Jennifer Garza is a woman who knows what she wants. And through hard work and a steel will, she usually gets it. That’s one reason why family and friends affectionately call her “queen bee.”

But six years ago, she saw a house with an awful lot of things she didn’t want. And bought it anyway.

“When I first saw it, I cried,” she says, “It was so dark and depressing.”

Still, Garza had her reasons for choosing the Northaven Estates house.

“It was the only house available here at the time,” she says, “and I really wanted to be in this neighborhood. It’s stable. People come here to live and raise their children. It’s not a stepping-stone to Highland Park.”

And deep down, she knew the house had potential.

“It had good bones,” she says. “And I’m all about infrastructure.”

So despite all the changes she knew it needed, Garza decided to make it home for her and then 2-year-old daughter Allison. Or, as the queen quips, “After I stopped crying and renewed my prescription for Zoloft, I knew I could give it a facelift.”

Reconstructive surgery, more like it. Because the changes, as before and after photos reveal, went well beyond a few nips and tucks.

In fact, the home in which Garza lives today is hardly recognizable as the house she purchased back then. And true to form, she acted as general contractor, designer and workhorse every step of the way.

Some of the most obvious changes Garza made were to the exterior. As she says, “It’s the walk up that really makes people flip.”

She started by shaving back the roof projection and covering the home’s dark brick façade with light-colored stucco. She replaced the aluminum bay windows with large box windows. She tore out the straight concrete walk and added a curved path of Pennsylvania bluestone.

She added all new landscaping in the front and back yards, and also added a pool in the back, complete with a Pebbletech lining of Garza Granite, a color created and named by the queen herself.

But she didn’t just change the outside. The kitchen, for starters, got a makeover worthy of an afternoon talk show. Formerly weighted down by dark cabinets and poor lighting, the room is now bright and welcoming.

“I wanted my kitchen to be as bright as an operating room,” she says. To achieve that, Garza added both recessed lighting and skylights, something that can be found throughout the house.

The kitchen opens to a breakfast area, which opens via sliding doors and floor-to-ceiling windows to the outdoors. In full view is the back yard, a mixture of modern luxury, careful landscaping and family fun, complete with a trampoline, cedar trees and flowering plants.

The living room also is like new, with a custom fireplace and mantel featuring water-themed tiles painted with fish and seagulls. The mantel and hearth are curved, connected by a group of small columns on each side.

“I knew I liked the design,” Garza says, “but we had to come up with a way to do the columns.”

When they couldn’t find the right size in wood, one of her contractors suggested PVC pipes. Painted with a pearl finish that matches the mantel, they worked perfectly.

The walls were painted a soft yellow, and the beamed ceiling was replaced with a seamless barrel-vaulted ceiling. Like the kitchen, the living room is well lit, thanks in part to more skylights.

“I hate bad lighting,” Garza says. “When I moved here, there were only four 40-watt bulbs in the whole room. So I added skylights here, too.
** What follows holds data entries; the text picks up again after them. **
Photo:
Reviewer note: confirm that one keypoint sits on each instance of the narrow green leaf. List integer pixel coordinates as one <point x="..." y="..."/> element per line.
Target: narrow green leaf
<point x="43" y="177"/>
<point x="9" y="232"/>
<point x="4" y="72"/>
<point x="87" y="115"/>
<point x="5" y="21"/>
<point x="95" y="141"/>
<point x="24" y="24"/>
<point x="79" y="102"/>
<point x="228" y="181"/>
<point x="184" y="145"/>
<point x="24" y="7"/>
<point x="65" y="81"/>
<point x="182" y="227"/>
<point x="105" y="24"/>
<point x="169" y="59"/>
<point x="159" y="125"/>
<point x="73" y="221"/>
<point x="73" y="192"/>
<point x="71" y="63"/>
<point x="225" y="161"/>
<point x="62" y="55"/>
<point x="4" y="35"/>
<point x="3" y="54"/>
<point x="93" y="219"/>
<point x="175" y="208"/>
I don’t like having electric lights on all the time.”

While the major changes to the house are impressive, it’s in the many details that Garza really excels.
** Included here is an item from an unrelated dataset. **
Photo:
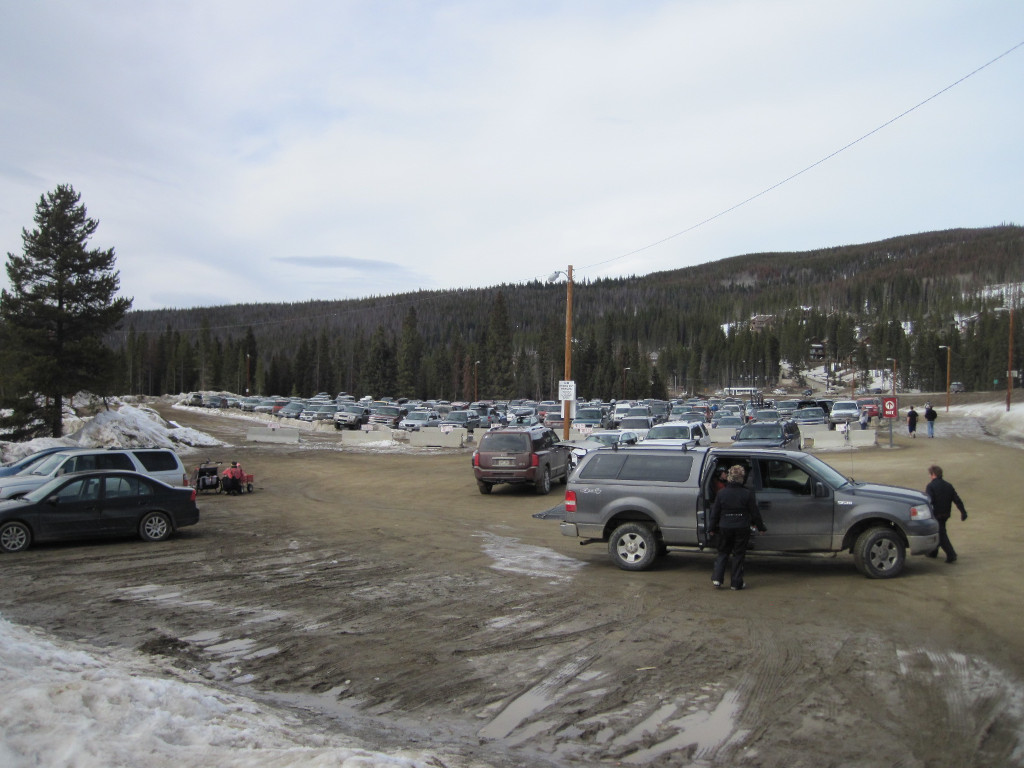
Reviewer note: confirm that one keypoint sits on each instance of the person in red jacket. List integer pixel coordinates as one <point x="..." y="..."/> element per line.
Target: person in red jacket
<point x="232" y="478"/>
“I’m very good at luxury finish out,” she says. “That’s my thing.”

The home is full of unusual features that a first-time visitor might miss. Take the small chandeliers in the hall, set inside more skylights, with a special feature for easy removal and cleaning.

Or the living room ceiling. Not only did it have to be a seamless curve, but Garza also had it covered with a Swedish putty to give it a smooth finish.

“It stays cool to the touch, almost like marble,” she says.

The living room’s parquet floor was grainy and highly porous, so she researched and found a special type of paint that would look like stain but absorb more evenly.

In the kitchen, Garza designed a way to dispense drinking water through an attractive porcelain tap on the side of the pantry, so the water cooler could be hidden inside.

The list goes on. But when and how did she learn to do this stuff? All her life and mostly by observing, she says. Growing up in the northeast, she watched her parents restore their 200-year-old farmhouse throughout her childhood.

Like them, Garza had the work done in phases, overseeing every aspect of it.

“We just put up plenty of plastic curtains in the house, and lived here for all but the first six weeks of construction.”

How much time does she estimate she’s spent on the house?

“Between interviewing workers, making sure they show up, choosing and tracking down the right materials…I can’t measure it in hours. More like years,” she says.

But all that time and determination have clearly paid off. Because the same work ethic and attitude that gave Garza her nickname also gave her a beautiful new home.

“The phrases I heard most often during the whole process were, ‘You can’t do that’ and ‘That doesn’t exist,’” she says. “But I knew I could do it, and I knew it existed, and eventually, we got it done.”